I liked my ex’s opening because it wasn’t coy, it was totally transparent if hyperbolic, serving to inflate my ego and acknowledge that she knew who I was and was into it. I asked her what the most important thing that had ever happened to her was before matching with me on tinder and she said “probably when kristen stewart said she was gay on SNL” and because that had happened a few days earlier i was like “wow this must be a big week for you!” and then the rest is history. History that eventually… ended.
A lot of people say “are you riese from autostraddle?” which like, yes! and then… WHAT THEN!!?? NOTHING. It’s definitely cuter if, when that’s the angle, the person actually references something relevant to me / autostraddle that can start a conversation.
The worst is probably just like, “what’s up?” If you’re not a smooth texter, just say ‘wanna get a drink this week?’ and then we can talk about what’s up.
Sarah Sarwar, Design & Marketing Director
Best: Any over-illustrious GIF that exudes ATTRACTION, i.e. — a winking banana unpeeling itself.
Worst: “Hi Sarah, what’s giving you life right now [seedling emoji]”

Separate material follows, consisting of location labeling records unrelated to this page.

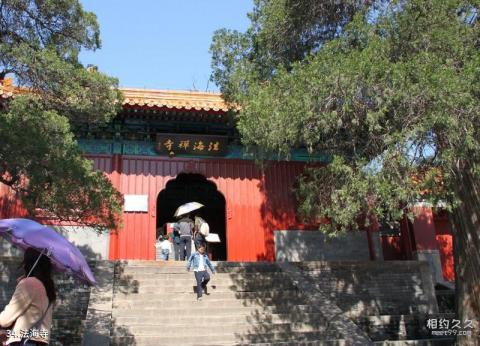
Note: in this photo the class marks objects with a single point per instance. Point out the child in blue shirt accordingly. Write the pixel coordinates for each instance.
(200, 263)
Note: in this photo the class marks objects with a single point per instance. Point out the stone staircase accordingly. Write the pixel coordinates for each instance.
(248, 304)
(309, 303)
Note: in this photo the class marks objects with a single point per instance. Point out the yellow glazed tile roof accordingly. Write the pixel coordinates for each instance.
(189, 100)
(178, 99)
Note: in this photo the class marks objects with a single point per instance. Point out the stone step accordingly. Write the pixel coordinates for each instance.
(201, 309)
(220, 329)
(174, 296)
(245, 317)
(210, 300)
(159, 280)
(421, 342)
(191, 288)
(397, 327)
(220, 339)
(181, 269)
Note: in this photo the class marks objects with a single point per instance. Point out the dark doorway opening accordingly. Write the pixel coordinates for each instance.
(189, 187)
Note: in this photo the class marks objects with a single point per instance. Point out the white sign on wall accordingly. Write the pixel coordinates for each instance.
(135, 203)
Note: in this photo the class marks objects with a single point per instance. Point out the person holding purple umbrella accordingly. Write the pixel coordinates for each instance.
(28, 315)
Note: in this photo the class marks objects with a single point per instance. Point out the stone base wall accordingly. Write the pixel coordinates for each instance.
(296, 246)
(375, 288)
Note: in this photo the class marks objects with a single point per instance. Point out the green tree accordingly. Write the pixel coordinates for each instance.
(39, 45)
(392, 95)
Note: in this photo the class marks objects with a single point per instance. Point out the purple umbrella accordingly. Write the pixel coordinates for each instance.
(26, 233)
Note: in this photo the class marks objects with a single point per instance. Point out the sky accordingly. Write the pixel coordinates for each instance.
(161, 44)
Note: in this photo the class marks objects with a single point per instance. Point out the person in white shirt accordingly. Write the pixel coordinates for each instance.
(165, 246)
(200, 262)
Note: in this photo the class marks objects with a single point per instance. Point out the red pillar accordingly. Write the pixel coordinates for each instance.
(116, 175)
(426, 246)
(424, 229)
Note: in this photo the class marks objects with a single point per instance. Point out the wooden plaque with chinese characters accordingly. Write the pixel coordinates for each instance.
(187, 144)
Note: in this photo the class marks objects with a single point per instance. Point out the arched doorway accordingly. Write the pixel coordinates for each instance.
(189, 187)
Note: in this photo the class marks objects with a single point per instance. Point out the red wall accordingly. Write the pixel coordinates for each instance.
(445, 246)
(256, 203)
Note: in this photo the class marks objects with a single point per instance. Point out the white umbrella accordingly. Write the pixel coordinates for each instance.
(187, 208)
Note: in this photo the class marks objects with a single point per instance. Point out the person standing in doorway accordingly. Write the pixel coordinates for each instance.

Stef Schwartz, Vapid Fluff Editor
My old OKCupid handle was ze_monsta, a play on the excellent PJ Harvey song “Meet Ze Monsta,” and I kept hoping someone would get it and sweep me away with their romantic understanding of Polly Jean. Nobody ever did, except a tall hot Texan babe with a lip ring who caught the reference and told me about her favorite PJ songs and honestly? That’s all I need. We ended up being lifelong friends. I very rarely send the first message and am very, very shy when I do; dating apps are so awkward and it’s so hard to start a conversation!
My absolute worst dating app pickup was a guy who sent me something like five paragraphs about the OKCupid compatibility question wondering if you’d ever fuck in a graveyard, complaining about the false equivalency with necrophilia that he felt was implied, and wondering what was so bad about that anyway. However, my favorite OKCupid pickup of all time was the guy who wrote only, “Look a little crazy huh” with no punctuation.
Reneice Charles, Writer
I wish I had an answer for the best opening line i’ve ever received but not a single thing is coming to mind, I DO however have one for the worst. Back when I still dated men one particularly confident specimen sent me a message that started with ” You are desperately fetching”. His message moved on from there into some of the worst soft-core porn scripting I’ve ever had the misfortune of reading rife with objectification and highly problematic racial and fat exoticism. It was so bad that I couldn’t believe it was real. Like this man TRULY believed this was an appropriate way to go about finding a date? Wow. Also, desperately fetching??? just…what? I deleted the app the next day.
Vanessa Friedman, Community Editor
I actually opened my Tinder to look at concrete examples for this and all the best opening lines include some combo of a greeting, a compliment, and a suggestion to hang out. I like to use Tinder to meet babes but I’m not looking for an extended pen pal situation – I have enough friends to text with. Get in, ask me to meet in person, get out! Let’s see if we have sexual chemistry ASAP, ya know? I don’t really have any terrible opening line stories – maybe that’s why I’m one of the only queer women who actually likes Tinder?